Dieu dispose Vous êtes ici : Accueil > Accueil > Bibliothèque
Page précédente | Imprimer

Chapitre XXII
Crises

Samuel et Lothario poussèrent une exclamation de surprise en apercevant Frédérique.
- Vous ici ! s'écria Samuel.
- Oui, dit Julius, Mlle Frédérique, qui, poussée par son généreux cœur, a pris la peine de venir ici pour me rendre un grand et réel service.
- Un service ? répéta Samuel en regardant Frédérique toute tremblante. Quel service ? Je ne croyais pas que Frédérique connût le comte d'Eberbach.
- Nous ne nous connaissions pas il y a une heure, répondit Julius ; mais nous avons fait connaissance, et maintenant nous sommes de vieux amis.
- Voilà une amitié nouée bien vite, fit Samuel en fixant son regard profond sur Julius.
- Mais qui ne se déliera pas si aisément, dans mon cœur du moins, et qui me tiendra obligé, tant que durera ma vie... Il est vrai que, probablement, ce ne sera guère.
Un étrange éclair passa dans les yeux de Samuel. Cet improvisateur du mal concevait subitement une idée.
- En somme, je suis curieux de savoir quelle raison si considérable a pu amener ici Frédérique sans qu'elle ait cru devoir m'en avertir.
- Tu peux et tu dois tout savoir, reprit Julius, et je te le dirai dès que nous serons seuls. Oh ! ne craignez rien, mademoiselle, continua-t-il en rassurant du geste la jeune fille inquiète, vous n'avez rien fait que de noble et de pur, et je vous engage ma parole que Samuel n'aura pour vous que des félicitations et des remerciements. De quoi s'offensera-t-il ? Je te le répète, mon cher Samuel, je ne connaissais pas plus mademoiselle que mademoiselle ne me connaissait. Ah ! je comprends maintenant l'enthousiasme de Lothario, qui n'avait fait que l'entrevoir, et je comprends aussi le soin jaloux avec lequel tu nous la cachais, méchant avare ! Mais, à présent, tu ne nous la déroberas plus. J'enfoncerai tes portes, et j'escaladerai les murs de ton jardin s'il le faut ; et, comme elle a su venir à moi sans te le dire, je saurai au besoin aller à elle malgré toi. La reconnaissance ne doit pas être moins forte que le bienfait.

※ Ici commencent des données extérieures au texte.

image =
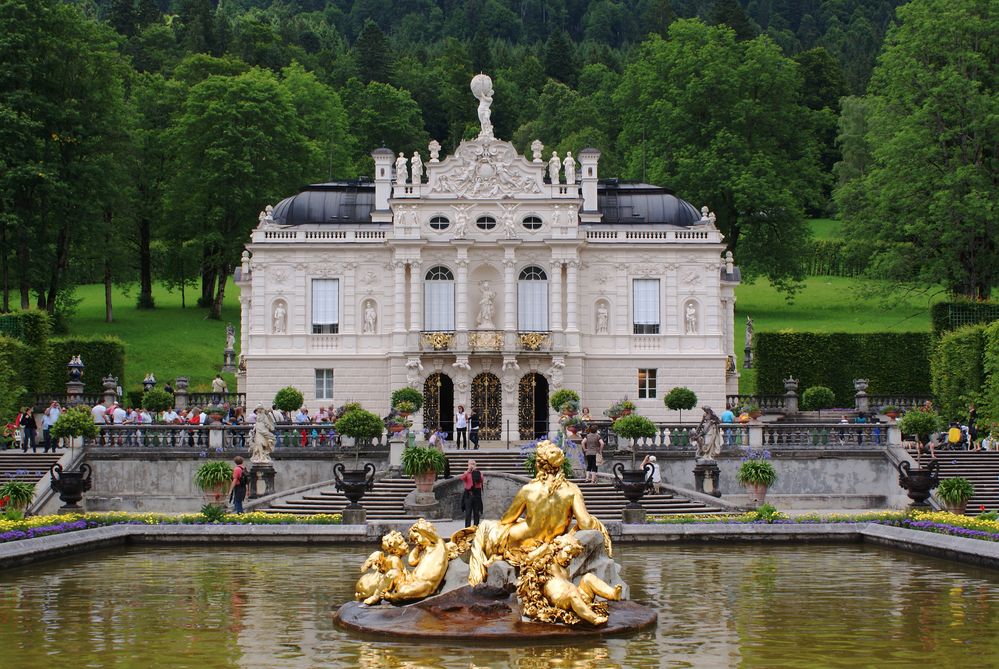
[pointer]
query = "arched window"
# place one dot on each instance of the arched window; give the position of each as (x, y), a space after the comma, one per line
(532, 300)
(438, 300)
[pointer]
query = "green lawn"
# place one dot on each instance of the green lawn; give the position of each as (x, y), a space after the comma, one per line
(168, 341)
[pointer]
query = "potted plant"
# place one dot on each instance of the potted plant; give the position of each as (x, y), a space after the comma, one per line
(680, 399)
(757, 474)
(817, 398)
(565, 401)
(408, 395)
(15, 496)
(362, 425)
(423, 463)
(212, 477)
(955, 493)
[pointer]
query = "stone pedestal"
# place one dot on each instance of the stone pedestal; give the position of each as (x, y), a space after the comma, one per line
(633, 516)
(706, 478)
(356, 516)
(261, 472)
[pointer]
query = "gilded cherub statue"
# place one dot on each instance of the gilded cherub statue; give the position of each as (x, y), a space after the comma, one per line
(382, 569)
(548, 594)
(549, 503)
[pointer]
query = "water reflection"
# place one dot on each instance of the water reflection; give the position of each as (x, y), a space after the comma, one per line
(748, 606)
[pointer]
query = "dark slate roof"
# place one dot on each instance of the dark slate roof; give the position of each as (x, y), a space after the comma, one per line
(353, 201)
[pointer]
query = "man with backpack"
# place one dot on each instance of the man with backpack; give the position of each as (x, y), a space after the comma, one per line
(238, 485)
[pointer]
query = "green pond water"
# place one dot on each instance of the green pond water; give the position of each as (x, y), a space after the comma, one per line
(719, 606)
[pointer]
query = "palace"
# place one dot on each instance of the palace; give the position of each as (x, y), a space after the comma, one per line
(487, 279)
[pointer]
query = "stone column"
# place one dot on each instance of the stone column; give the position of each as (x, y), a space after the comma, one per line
(415, 297)
(556, 289)
(572, 295)
(400, 296)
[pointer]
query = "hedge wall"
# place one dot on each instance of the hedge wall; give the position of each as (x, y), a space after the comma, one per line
(893, 362)
(957, 369)
(947, 316)
(101, 356)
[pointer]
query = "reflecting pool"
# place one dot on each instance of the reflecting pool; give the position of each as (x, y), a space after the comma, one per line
(719, 606)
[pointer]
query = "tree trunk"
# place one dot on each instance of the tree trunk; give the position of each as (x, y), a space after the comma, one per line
(145, 267)
(108, 314)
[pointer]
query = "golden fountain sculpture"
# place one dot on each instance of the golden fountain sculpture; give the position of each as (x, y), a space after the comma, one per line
(536, 535)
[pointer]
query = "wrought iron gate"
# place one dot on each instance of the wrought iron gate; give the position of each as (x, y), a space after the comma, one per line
(487, 399)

- Mais reconnaissance de quoi ? demanda encore Samuel.
- Curieux obstiné ! dit Julius. Eh bien ! soit ! tu le sauras tout de suite, si tu veux venir avec moi quelques minutes dans le cabinet d'à côté.
- Pourquoi pas ici ?
- Parce qu'il y a dans cette affaire un secret, et que je ne puis parler ni devant Mlle Frédérique, ni devant Lothario.
Samuel hésita un moment à laisser Frédérique et Lothario seuls ensemble. Mais une réflexion le tranquillisa. Il était assez sûr de Frédérique pour savoir qu'après ce qu'elle lui avait dit le matin, elle serait la première à décourager les espérances de Lothario. Frédérique ne laisserait certainement personne dire un mot téméraire à la fiancée de Samuel. Et, dès lors, il valait mieux, au contraire, en finir tout de suite, et qu'elle dît elle-même à Lothario qu'il n'avait plus à penser à elle. La réponse à la lettre que Lothario avait écrite le matin serait plus significative et plus définitive, faite par Frédérique que faite par Samuel.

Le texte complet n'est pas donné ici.